Der Wechsel-Poker beginnt
Lewandowski hat viel Grund zum Feiern – Stürmer sorgt aber für Unmut beim FC Bayern
- Sein letztes Solo führte Robert Lewandowski gemächlichen Schrittes vor die Fankurve. Noch auf dem Rasen in Wolfsburg erhielt der Mittelstürmer das jährliche Zeugnis seines Könnens, die Torjägerkanone. Bereits die siebte seiner Karriere, das schaffte vor ihm lediglich der legendäre Gerd Müller, der Bomber der Nation (†75). Diesmal übertraf Lewandowski keinen Rekord wie in der vergangenen Spielzeit mit 41 Treffern, erzielte jedoch seine zweitbeste Ausbeute: 35 Tore. Und das letzte, per Kopf auf Flanke von Thomas Müller, zum 2:0 beim 2:2 der Bayern bei den Wölfen war ihm augenscheinlich sehr wichtig.

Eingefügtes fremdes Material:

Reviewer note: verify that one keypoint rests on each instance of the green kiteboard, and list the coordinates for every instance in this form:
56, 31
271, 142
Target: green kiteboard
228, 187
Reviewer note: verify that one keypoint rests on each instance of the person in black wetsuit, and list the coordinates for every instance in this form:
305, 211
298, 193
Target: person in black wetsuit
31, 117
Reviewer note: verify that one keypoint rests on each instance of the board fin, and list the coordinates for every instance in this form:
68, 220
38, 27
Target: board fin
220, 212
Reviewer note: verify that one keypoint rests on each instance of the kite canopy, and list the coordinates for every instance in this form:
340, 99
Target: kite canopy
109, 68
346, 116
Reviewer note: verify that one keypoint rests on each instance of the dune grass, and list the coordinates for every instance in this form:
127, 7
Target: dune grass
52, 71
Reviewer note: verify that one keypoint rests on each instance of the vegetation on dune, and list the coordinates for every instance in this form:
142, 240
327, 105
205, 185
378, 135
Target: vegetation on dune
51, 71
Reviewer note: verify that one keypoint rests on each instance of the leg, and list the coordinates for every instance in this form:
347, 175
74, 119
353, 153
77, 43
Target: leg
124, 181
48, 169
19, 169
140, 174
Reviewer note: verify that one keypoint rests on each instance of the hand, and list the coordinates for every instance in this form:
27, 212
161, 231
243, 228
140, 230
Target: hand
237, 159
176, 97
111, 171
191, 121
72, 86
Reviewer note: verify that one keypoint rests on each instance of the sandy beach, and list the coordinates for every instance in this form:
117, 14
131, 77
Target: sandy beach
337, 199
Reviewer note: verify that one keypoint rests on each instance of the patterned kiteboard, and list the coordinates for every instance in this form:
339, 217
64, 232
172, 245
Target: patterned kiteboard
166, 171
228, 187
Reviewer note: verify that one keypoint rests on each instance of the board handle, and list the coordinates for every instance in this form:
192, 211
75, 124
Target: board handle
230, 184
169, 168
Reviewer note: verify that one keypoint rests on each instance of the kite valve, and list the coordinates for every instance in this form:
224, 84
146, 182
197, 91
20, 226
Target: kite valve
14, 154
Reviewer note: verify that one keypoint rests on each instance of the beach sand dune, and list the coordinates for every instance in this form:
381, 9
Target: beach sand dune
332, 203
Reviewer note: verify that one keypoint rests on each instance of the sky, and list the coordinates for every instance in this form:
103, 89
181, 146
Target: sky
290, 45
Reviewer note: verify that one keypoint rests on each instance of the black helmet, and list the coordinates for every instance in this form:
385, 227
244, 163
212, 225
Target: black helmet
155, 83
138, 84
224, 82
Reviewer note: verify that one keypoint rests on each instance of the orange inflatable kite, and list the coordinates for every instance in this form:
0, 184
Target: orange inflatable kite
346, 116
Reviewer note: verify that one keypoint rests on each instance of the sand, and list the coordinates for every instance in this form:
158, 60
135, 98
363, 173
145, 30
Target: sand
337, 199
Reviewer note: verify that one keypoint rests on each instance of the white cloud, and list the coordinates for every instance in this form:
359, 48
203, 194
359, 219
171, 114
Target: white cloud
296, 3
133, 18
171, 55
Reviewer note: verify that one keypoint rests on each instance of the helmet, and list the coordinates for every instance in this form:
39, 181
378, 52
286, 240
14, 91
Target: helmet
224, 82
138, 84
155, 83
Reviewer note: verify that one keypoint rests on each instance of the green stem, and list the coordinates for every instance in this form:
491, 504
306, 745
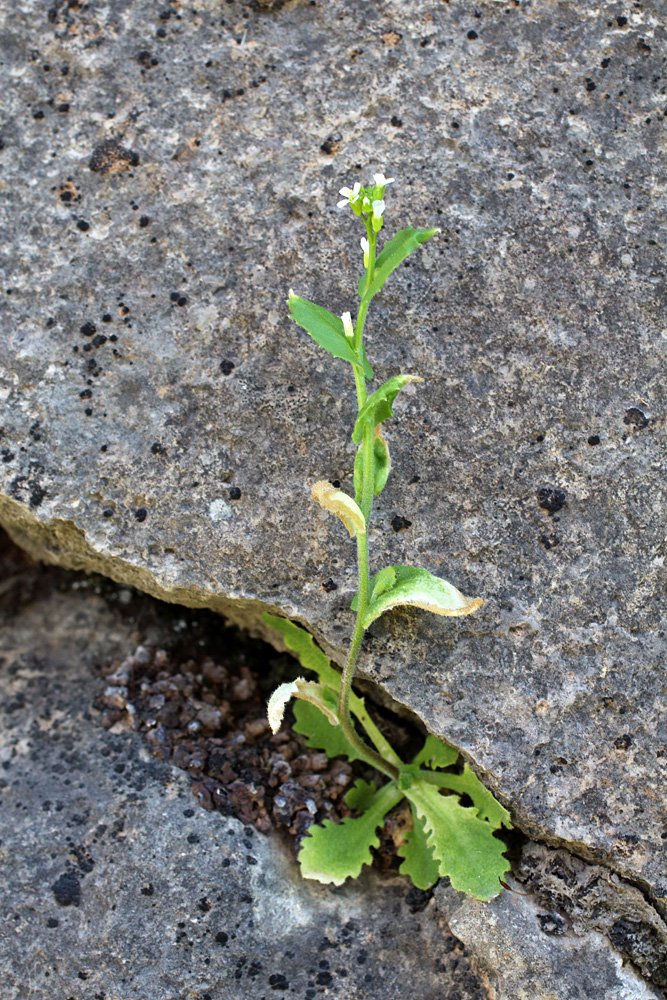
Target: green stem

Weil es ein Abschiedstor trotz seines Vertrages bis 2023 war? Mit feuchten Augen winkte der 33-Jährige gerührt den Anhängern zu. Acht Jahre bei Bayern, nun fünfmal hintereinander Torschützenkönig, in den letzten beiden Jahren Deutschlands Fußballer des Jahres. Mit den Bayern hat der Pole sämtliche nationale und internationale Titel abgeräumt – was soll er mit den Münchnern noch gewinnen? Offenbar hat er neue Ziele. Zum ersten Mal den Titel in Spaniens „La Liga“mit dem FC Barcelona zu gewinnen, dürfte für Lewandowski ein größerer Anreiz sein, als 2023 seine neunte Meisterschale in Serie zu holen. Ist der Kosmos FC Bayern für den Fifa-Weltfußballer plötzlich zu klein?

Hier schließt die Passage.